2004.03.14

留萌本線漫遊(深川−増毛)   路線図を表示

 白石駅でパーク&トレイン、6時13分発(注:ダイヤ改正で1分早まる)の函館本線各駅停車で旭川方面に向かう・・・。 恐ろしいぐらい毎週同じ行程であった。 これで3週間目になる。 先々週は滝川駅から根室本線へと乗換えた。 先週は深川駅から特急に乗換え、旭川駅から石北本線の漫遊だった。 そして、今週は深川駅から留萌本線の漫遊を計画したのである。 ところが、このまま各駅停車に乗車していれば、深川駅への到着時刻は8時34分だった。 そこから次に発車する留萌本線の列車はというと・・・。 ここで取出した物は2004年3月の道内時刻表、先週の失敗に懲りてさっそく購入したものである。 その時刻表によれば、次の列車は9時10分発のSLすずらん号だった。 おおちょうどいいではないか。 起点駅である深川駅をじっくり探索して、いざSLで留萌本線の漫遊へ・・・。 ちょっと待った、運転日注意とあるぞ。 なになに、5月29・30日および6月12・13日の運転ではないか。 なんだ、この日は運行していないのか。 その次に記載されている列車は9時11分発の増毛GWノロッコ1号であったが、もちろん5月1〜5日の運行である。 そしてこの日(というか平常時)に運行する次の列車は11時08分発だった。 うーん、それではお話にならない。 11時08分発の列車よりひと列車前、深川駅8時06分発の列車になんとしても乗車したいものである。 そのために綾小路さんが練った計画は途中7時23分に美唄駅で下車。 7時29分発のスーパーホワイトアロー1号に乗換え、深川駅には8時前に到着するものであった。 美唄−深川間の特急の自由席料金は乗車券を含めると1500円だった。 それ以外の行程に利用する、青春18切符の1日当たりの料金が2300円なのを考えると少々高かった。 しかし2時間半も時間を無駄にすることを考えると、答えはおのずと決まったのである。

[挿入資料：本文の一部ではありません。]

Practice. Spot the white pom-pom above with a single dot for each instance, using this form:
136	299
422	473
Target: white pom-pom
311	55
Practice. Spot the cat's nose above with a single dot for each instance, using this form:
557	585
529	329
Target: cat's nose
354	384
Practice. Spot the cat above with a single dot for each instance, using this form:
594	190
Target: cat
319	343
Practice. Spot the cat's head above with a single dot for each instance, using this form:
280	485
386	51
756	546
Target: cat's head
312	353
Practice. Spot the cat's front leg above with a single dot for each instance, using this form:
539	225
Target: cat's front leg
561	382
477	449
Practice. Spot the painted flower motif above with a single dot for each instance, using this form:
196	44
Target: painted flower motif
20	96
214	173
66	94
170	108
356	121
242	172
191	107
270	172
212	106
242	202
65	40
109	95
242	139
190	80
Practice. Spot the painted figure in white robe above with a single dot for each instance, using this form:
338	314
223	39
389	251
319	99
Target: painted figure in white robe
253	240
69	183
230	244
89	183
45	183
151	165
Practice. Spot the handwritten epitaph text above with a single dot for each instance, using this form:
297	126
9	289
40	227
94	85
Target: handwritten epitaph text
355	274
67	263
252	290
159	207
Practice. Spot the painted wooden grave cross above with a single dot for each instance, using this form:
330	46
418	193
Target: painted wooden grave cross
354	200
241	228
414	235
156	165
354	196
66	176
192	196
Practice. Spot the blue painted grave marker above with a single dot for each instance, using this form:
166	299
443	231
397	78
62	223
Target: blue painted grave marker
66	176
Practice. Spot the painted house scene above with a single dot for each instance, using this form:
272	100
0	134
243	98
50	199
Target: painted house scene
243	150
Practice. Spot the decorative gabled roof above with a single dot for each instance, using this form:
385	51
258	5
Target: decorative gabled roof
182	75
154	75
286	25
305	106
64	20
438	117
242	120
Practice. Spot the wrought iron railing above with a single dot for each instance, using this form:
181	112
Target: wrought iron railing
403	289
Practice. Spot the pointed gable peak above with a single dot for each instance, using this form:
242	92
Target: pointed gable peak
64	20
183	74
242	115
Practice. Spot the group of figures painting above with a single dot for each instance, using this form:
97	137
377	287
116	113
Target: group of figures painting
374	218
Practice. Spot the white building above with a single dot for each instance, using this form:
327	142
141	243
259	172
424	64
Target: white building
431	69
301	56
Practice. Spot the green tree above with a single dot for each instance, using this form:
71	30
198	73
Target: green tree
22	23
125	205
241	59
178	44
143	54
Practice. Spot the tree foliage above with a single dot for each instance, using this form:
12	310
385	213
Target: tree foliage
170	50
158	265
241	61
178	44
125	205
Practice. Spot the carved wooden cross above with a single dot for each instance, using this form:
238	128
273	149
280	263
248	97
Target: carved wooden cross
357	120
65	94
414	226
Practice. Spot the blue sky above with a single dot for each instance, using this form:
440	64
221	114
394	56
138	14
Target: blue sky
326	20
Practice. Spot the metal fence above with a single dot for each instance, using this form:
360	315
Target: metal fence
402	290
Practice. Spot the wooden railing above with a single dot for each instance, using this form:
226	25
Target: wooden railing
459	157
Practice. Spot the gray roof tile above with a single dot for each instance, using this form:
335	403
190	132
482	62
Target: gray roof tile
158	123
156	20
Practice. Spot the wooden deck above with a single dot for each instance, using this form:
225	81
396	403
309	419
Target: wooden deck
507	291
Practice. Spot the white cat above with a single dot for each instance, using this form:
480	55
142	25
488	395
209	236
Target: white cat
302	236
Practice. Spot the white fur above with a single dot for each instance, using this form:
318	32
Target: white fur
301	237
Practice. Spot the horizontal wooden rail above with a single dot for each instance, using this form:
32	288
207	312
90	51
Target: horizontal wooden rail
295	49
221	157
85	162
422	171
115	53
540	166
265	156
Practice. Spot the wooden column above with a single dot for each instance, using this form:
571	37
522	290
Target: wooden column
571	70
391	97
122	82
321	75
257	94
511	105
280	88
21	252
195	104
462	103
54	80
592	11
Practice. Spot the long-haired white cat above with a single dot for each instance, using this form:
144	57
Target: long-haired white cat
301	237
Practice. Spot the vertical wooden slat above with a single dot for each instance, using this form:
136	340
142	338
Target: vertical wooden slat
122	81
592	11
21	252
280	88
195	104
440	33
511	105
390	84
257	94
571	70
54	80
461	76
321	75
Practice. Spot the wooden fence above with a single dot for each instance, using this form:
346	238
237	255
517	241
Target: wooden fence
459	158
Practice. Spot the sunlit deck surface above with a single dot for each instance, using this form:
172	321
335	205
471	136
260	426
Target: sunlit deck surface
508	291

 首尾よく深川駅に到着したが、この行程では乗換時間が9分間しかなかった。 いや、岩見沢駅より南の駅からの出発では最初に接続する列車だったようで、これが精一杯の計画だった。 改札を抜けると雪もかなり降っていたが贅沢もいっていられない。 留萌本線分岐のジャンクション駅にふさわしく、立派なコンクリート造りの駅舎だった。(左) さかのぼれば平成7年までは廃線となった深名線も分岐していたのである。 駅舎の撮影を終え、あわただしくホームに戻るとキハ54 529が待っていた。(右) 実はスーパーホワイトアロー1号が到着した時、すでに入線していたようだった。 ところがこの列車が留萌本線だとは思わなかったのだ。 列車の奥に写っている駅舎から最奥のホームが、留萌本線が発着する本来のホームだからである。



 そしてこのときは時間が足らず、留萌本線の発着ホームには行けなかった。 しかし、帰り際の乗換時に留萌本線のホームに立つ0キロポストを発見した。 この0キロポストはホームの奥側に設置されていた。 ホームは一見すると片面ホームのように見えるが、本来は島式ホームだった。 0キロポストの下にはホームの片側が雪に埋もれていて、かつては深名線の列車が発着していたらしい。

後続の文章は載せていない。